Using the Parsed Options

So the first obvious way to use the options is to print the help:

  if (arg_h) {
    printf("usage bootstrap");
#define OPTION(s, l, n, d)                                                     \
  if (n == 0) {                                                                \
    printf(" [ %s | %s ]", "-" #s, "--" #l);                                   \
  } else {                                                                     \
    printf(" [ %s <arg> | %s=<arg> ]", "-" #s, "--" #l);                       \
  }
#include "options.inc"
    printf(" <args>\n\n");

#define OPTION(s, l, n, d)                                                     \
  if (n == 0) {                                                                \
    printf(" %s | %s %s\n", "-" #s, "--" #l, d);                               \
  } else {                                                                     \
    printf(" %s <arg> | %s=<arg> %s\n", "-" #s, "--" #l, d);                   \
  }
#include "options.inc"

    return 0;
  }

Breaking this down I:

  • Check that the arg_h variable is non-null - which means the user requested help.
  • Use an OPTION macro to print the short usage guide - something like usage bootstrap [ -o <arg> | --output=<arg> ] [ -h | --help ] <args>.
  • Then I use a second macro to print the longer usage guide with the descriptions.

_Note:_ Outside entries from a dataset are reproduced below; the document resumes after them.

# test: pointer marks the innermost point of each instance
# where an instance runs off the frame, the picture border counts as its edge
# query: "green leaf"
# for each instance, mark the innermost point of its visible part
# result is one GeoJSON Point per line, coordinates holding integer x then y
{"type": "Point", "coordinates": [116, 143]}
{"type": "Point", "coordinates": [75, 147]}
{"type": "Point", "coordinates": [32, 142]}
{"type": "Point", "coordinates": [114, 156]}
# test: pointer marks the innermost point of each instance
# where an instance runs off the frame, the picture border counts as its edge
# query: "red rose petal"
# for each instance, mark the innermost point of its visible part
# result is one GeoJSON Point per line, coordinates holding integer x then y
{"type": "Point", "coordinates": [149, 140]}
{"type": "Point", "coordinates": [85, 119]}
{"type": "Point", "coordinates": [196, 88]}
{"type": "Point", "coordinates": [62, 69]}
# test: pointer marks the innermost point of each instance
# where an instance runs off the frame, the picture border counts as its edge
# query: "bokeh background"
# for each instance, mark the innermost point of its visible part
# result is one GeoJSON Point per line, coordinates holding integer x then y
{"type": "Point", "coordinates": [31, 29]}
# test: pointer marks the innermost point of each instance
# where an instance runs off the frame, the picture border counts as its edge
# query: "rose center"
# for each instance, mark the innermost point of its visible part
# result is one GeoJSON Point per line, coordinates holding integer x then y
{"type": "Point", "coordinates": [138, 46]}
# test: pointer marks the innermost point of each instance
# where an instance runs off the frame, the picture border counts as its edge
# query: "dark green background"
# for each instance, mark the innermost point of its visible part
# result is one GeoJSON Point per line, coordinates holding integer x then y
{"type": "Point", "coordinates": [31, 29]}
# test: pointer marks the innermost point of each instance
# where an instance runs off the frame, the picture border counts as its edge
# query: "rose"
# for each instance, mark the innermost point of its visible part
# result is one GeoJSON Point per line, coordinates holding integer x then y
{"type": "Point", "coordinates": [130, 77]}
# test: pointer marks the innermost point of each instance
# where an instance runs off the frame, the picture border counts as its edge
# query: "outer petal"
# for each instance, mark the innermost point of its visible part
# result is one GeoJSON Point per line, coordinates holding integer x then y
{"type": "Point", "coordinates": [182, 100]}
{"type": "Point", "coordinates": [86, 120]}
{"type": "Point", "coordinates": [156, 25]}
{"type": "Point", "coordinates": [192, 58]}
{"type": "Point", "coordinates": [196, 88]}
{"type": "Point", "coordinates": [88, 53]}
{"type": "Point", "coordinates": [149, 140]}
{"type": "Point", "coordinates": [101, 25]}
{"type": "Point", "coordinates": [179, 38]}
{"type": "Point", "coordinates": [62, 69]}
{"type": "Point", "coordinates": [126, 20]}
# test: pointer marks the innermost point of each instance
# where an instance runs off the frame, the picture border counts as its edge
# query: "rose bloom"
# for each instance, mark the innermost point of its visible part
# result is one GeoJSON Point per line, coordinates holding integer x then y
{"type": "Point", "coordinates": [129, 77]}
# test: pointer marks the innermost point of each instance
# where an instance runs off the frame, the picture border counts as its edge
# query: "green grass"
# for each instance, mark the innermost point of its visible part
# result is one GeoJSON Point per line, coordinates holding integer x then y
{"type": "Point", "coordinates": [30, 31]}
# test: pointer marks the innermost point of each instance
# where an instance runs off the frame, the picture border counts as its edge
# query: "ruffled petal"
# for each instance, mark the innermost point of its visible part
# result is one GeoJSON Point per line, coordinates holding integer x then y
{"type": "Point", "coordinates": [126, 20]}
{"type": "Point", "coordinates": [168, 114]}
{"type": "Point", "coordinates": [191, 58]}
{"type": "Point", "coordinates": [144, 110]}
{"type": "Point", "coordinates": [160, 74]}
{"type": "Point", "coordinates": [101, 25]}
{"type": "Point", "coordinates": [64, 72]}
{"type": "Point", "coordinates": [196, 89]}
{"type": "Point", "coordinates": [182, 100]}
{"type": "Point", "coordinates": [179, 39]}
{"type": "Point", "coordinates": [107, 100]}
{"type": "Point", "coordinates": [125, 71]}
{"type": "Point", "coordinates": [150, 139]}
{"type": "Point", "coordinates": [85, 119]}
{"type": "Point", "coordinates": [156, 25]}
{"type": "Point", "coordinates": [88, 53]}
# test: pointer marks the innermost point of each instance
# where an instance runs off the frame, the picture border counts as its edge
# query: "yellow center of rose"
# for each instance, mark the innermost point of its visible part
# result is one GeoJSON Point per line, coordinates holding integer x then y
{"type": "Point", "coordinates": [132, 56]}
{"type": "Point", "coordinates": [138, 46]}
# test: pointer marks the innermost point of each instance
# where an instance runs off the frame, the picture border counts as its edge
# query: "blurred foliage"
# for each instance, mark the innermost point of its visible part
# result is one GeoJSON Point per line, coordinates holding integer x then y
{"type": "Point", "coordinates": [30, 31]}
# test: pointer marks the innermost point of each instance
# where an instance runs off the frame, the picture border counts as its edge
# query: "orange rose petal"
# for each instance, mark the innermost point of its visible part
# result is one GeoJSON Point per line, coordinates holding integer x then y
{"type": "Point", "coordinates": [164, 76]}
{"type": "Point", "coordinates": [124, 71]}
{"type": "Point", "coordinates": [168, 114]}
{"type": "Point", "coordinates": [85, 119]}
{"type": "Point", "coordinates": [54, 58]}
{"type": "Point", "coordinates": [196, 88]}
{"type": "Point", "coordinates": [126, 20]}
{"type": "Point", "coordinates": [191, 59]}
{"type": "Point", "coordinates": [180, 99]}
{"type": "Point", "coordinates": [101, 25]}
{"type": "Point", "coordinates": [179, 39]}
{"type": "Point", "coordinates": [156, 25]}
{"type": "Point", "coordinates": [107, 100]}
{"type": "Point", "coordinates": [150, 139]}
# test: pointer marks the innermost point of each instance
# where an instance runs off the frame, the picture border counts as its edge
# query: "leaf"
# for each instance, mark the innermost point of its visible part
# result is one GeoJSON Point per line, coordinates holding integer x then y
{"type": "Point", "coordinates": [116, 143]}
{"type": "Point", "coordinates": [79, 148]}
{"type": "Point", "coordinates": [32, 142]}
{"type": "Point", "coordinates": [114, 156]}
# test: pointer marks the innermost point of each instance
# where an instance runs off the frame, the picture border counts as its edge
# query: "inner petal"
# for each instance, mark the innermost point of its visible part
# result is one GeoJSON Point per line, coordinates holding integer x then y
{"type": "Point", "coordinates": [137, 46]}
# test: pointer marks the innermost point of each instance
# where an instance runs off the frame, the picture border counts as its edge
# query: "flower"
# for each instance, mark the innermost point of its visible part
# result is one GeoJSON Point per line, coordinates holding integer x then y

In the end this produces a help like:

usage bootstrap [ -o <arg> | --output=<arg> ] [ -h | --help ] <args>

 -o <arg> | --output=<arg> the output file to write to
 -h | --help print all the options and exit

The only thing that’d make this nicer would be to align the descriptions. But for now its good enough for me.

Just to test that all the options were set and the positional arguments were stored like I expected, I added a second macro during debugging:

#define OPTION(s, l, n, d)                                                     \
  fprintf(stderr, "%s = %s\n", #s, (arg_##s != 0) ? arg_##s : "not set");
#include "options.inc"

  fprintf(stderr, "Positional arguments:\n");
  for (int i = 0; i < positional_arguments; i++) {
    fprintf(stderr, "%s\n", argv[i]);
  }

All this does is print whether each option was set or not, and then the list of positional arguments we recovered from the command line.

In total this is around 100 lines of C and does what I want in a very simple and easily controlled manner. I’m very happy to be able to go back to basics and write some fun C code like this from time to time!